Il y a peu des milliers de manifestants réclamaient, dans les rues de Nantes, chef-lieu de la Loire-Atlantique, le retour de ce département à sa province d’origine, la Bretagne. Un sentiment populaire puissant, modérément partagé par les élus, notamment ceux de l’actuelle région Pays-de-la-Loire dont la capitale est, justement, Nantes, s’est ainsi emparé, à l’Ouest de la France, du débat sur le remodelage de la carte administrative et politique du pays. A l’Est, ce sont des élus, François Patriat, président de la Bourgogne et Marie-Guite Dufay, présidente de la Franche-Comté, qui prennent l’audacieuse initiative du rapprochement de leurs régions. Là aussi, à côté de considérations plus pragmatiques, c’est l’histoire qui est convoquée pour justifier cette perspective. Ces deux territoires ne sont-ils pas issus, l’un et l’autre, des États du duc de Bourgogne, à cheval sur le royaume de France et l’Empire romain germanique ?

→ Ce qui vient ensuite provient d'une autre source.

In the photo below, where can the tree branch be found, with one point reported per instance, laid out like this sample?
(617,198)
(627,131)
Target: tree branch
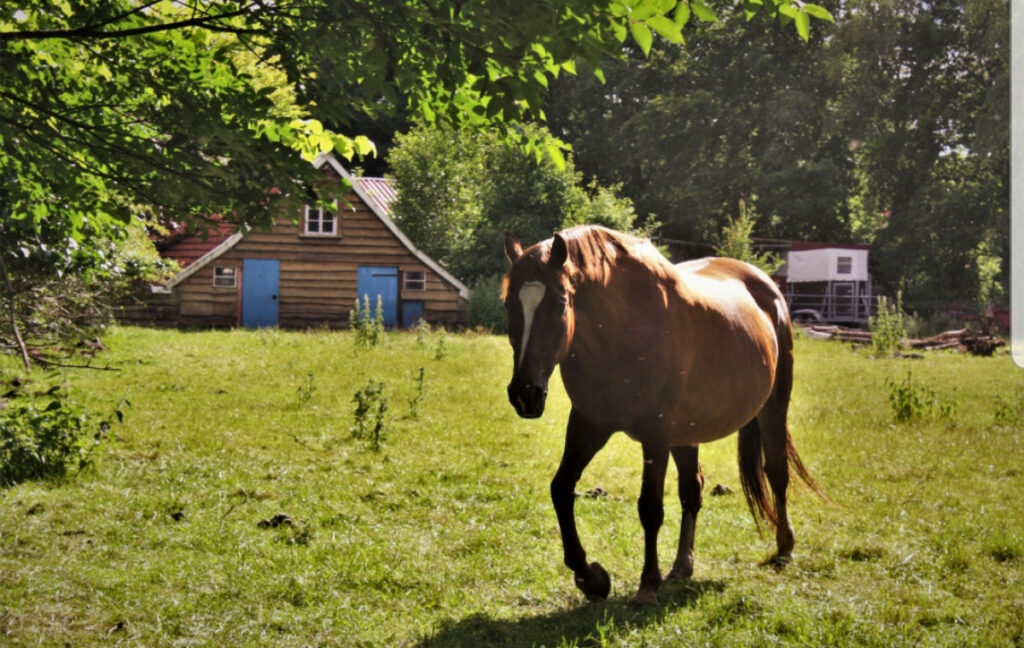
(86,32)
(13,315)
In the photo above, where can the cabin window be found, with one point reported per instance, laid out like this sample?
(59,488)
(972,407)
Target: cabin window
(416,281)
(225,276)
(321,221)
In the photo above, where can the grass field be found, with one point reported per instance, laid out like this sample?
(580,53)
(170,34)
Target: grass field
(233,508)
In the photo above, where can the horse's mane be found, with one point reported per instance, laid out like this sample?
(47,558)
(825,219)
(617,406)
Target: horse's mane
(595,251)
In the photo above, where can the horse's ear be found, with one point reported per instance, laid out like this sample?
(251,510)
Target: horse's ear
(558,252)
(513,250)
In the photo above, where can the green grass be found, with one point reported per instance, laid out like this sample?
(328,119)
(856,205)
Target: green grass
(445,535)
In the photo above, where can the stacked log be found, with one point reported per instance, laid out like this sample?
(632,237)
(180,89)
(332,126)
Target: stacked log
(962,340)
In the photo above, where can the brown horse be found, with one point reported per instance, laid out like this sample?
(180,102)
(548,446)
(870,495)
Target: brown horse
(673,355)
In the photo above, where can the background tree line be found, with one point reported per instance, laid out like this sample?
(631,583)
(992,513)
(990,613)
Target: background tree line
(890,127)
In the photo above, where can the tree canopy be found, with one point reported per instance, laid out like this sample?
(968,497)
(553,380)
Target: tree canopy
(891,128)
(178,110)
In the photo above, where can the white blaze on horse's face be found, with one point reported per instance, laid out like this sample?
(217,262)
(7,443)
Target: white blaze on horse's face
(530,295)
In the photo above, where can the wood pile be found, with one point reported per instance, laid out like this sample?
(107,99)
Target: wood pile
(962,340)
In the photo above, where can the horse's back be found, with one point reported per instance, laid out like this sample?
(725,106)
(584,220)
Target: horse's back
(708,277)
(739,314)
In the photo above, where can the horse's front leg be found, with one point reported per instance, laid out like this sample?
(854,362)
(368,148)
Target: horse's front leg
(583,440)
(690,495)
(651,509)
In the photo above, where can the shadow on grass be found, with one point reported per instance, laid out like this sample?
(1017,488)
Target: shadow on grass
(582,625)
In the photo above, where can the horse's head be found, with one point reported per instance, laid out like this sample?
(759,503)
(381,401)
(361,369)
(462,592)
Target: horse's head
(539,301)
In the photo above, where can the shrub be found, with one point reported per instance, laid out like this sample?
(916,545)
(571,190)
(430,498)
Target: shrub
(368,325)
(887,327)
(485,306)
(909,401)
(46,435)
(371,405)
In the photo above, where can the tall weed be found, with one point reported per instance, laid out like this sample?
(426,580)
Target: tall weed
(887,327)
(909,401)
(368,325)
(371,407)
(47,435)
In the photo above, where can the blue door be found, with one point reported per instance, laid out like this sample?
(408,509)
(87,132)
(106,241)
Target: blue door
(260,279)
(380,282)
(412,313)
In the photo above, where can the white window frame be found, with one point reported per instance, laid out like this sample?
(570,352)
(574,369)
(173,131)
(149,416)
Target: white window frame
(219,277)
(320,220)
(417,284)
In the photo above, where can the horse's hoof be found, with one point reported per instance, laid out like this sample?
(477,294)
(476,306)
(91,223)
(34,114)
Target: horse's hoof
(595,582)
(680,573)
(777,562)
(644,597)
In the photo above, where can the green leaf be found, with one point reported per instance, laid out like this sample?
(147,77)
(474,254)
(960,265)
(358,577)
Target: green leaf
(682,14)
(642,36)
(803,23)
(666,28)
(365,146)
(818,12)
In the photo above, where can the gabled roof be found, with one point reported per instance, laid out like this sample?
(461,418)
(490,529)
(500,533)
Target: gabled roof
(378,193)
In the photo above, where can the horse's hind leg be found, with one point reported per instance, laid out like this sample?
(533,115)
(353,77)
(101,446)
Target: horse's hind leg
(583,440)
(651,510)
(776,443)
(691,497)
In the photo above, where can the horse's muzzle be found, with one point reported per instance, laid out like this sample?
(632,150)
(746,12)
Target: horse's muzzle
(527,399)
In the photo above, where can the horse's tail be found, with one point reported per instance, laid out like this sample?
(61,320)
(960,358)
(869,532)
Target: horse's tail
(755,480)
(752,441)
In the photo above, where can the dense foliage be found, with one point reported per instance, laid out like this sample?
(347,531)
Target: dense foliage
(460,190)
(176,110)
(890,128)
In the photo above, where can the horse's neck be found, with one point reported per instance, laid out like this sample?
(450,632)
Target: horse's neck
(622,313)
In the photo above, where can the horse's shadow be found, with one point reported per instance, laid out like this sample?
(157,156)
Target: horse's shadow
(571,627)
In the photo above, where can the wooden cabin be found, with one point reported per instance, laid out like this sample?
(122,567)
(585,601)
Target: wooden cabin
(308,273)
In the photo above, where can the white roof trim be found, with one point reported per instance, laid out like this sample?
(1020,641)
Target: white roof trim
(379,212)
(198,264)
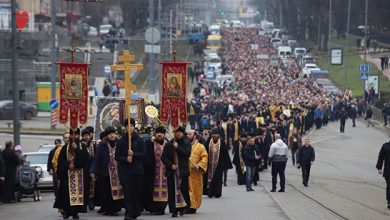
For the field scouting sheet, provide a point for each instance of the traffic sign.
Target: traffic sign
(364, 76)
(152, 35)
(364, 68)
(150, 48)
(107, 69)
(54, 104)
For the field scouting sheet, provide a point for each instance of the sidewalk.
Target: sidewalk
(377, 62)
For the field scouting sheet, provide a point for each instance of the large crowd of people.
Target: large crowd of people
(259, 116)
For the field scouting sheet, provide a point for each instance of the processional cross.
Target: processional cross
(126, 66)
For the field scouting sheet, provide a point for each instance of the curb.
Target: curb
(284, 209)
(24, 132)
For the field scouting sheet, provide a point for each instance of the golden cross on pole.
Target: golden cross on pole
(126, 58)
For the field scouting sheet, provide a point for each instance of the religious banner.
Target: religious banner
(174, 92)
(73, 93)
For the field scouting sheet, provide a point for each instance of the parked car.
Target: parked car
(46, 147)
(27, 111)
(276, 42)
(308, 68)
(167, 34)
(92, 32)
(105, 29)
(39, 159)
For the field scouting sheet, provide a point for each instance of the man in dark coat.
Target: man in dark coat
(131, 169)
(11, 162)
(71, 163)
(176, 159)
(2, 176)
(251, 160)
(219, 160)
(156, 185)
(90, 147)
(343, 117)
(50, 168)
(305, 160)
(105, 168)
(384, 158)
(238, 160)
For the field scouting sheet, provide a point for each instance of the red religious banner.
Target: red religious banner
(73, 93)
(174, 92)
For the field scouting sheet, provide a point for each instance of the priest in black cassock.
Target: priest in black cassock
(219, 160)
(176, 156)
(71, 162)
(155, 181)
(105, 168)
(131, 169)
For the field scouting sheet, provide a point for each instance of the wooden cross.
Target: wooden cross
(126, 58)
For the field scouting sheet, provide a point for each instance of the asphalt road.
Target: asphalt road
(344, 184)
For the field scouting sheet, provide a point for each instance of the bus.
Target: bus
(214, 42)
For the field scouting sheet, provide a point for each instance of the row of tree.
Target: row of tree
(134, 12)
(308, 20)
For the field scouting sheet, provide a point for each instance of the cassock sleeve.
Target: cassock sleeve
(2, 167)
(97, 159)
(165, 156)
(140, 151)
(381, 158)
(204, 158)
(121, 151)
(227, 163)
(185, 151)
(81, 158)
(62, 163)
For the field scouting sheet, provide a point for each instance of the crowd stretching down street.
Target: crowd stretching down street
(251, 124)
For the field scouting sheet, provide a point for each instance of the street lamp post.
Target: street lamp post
(365, 41)
(53, 55)
(15, 75)
(346, 46)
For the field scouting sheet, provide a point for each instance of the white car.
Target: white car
(276, 42)
(39, 159)
(92, 32)
(105, 29)
(236, 24)
(308, 68)
(45, 147)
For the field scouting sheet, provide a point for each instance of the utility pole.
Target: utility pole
(365, 33)
(151, 55)
(280, 15)
(170, 31)
(346, 45)
(53, 53)
(330, 22)
(15, 74)
(365, 41)
(159, 14)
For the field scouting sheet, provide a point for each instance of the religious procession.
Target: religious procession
(250, 124)
(196, 135)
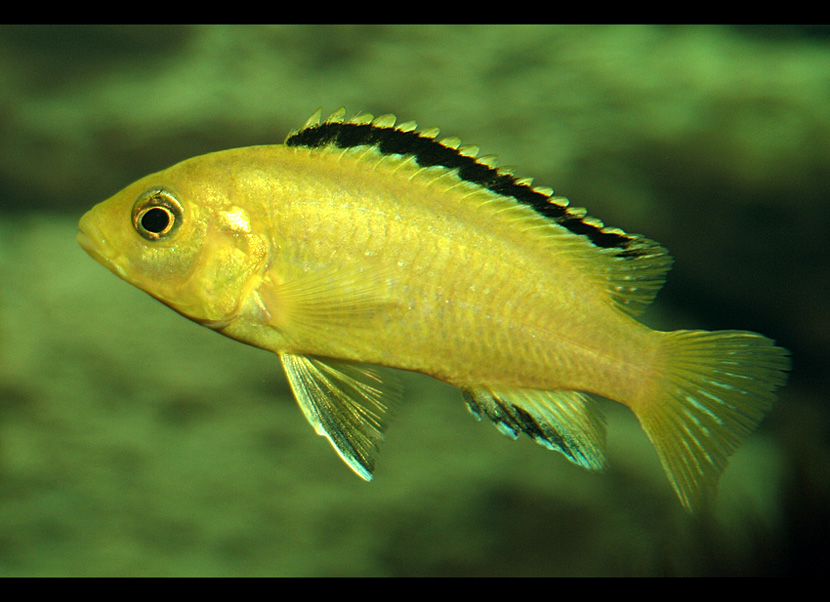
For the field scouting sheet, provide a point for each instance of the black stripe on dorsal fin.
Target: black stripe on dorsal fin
(381, 133)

La rationalisation de l’organisation du territoire pourra-t-elle, ainsi, parvenir à ses fins, grâce à de telles initiatives spontanées, alors que leurs élus considèrent souvent la disparition de leurs fiefs avec effroi et que les citoyens sont prompts à s’enflammer pour des patriotismes de clochers ? Il serait illusoire de l’imaginer. L’Etat devra bien prendre ses responsabilités et cela avec autant de détermination et de bon sens que l’avait fait l’Assemblée nationale constituante dès le début de la Révolution en créant les départements. Aujourd’hui, certains préconisent, ces départements disparaissant et le nombre de régions étant réduit de moitié, l’émergence de vastes entités ayant toutes, par exemple, ou la même superficie ou la même population, au risque de forger des chimères territoriales dont plus rien n’assurerait la cohérence et la solidarité, comme cette région "Méditerranée" qui courrait de Port-Vendres à Menton ! On serait bien inspiré, puisque sans cesse, en France, on se réfère au modèle allemand, de réfléchir à la féconde disparité de la taille et de la population des Länder. Le Land de Berlin n’a que 891 km² alors que celui de Bavière en a 70 521. Le Land de Sarre rassemble à peine plus d’un million d’habitants, tout comme le département voisin de la Moselle, alors que celui du Rhin-du-Nord-Westphalie en compte près de 18 millions. La rationalisation de l’organisation territoriale de la France appellerait donc un inédit consentement à la diversité, si étranger à la tradition jacobine d’uniformité.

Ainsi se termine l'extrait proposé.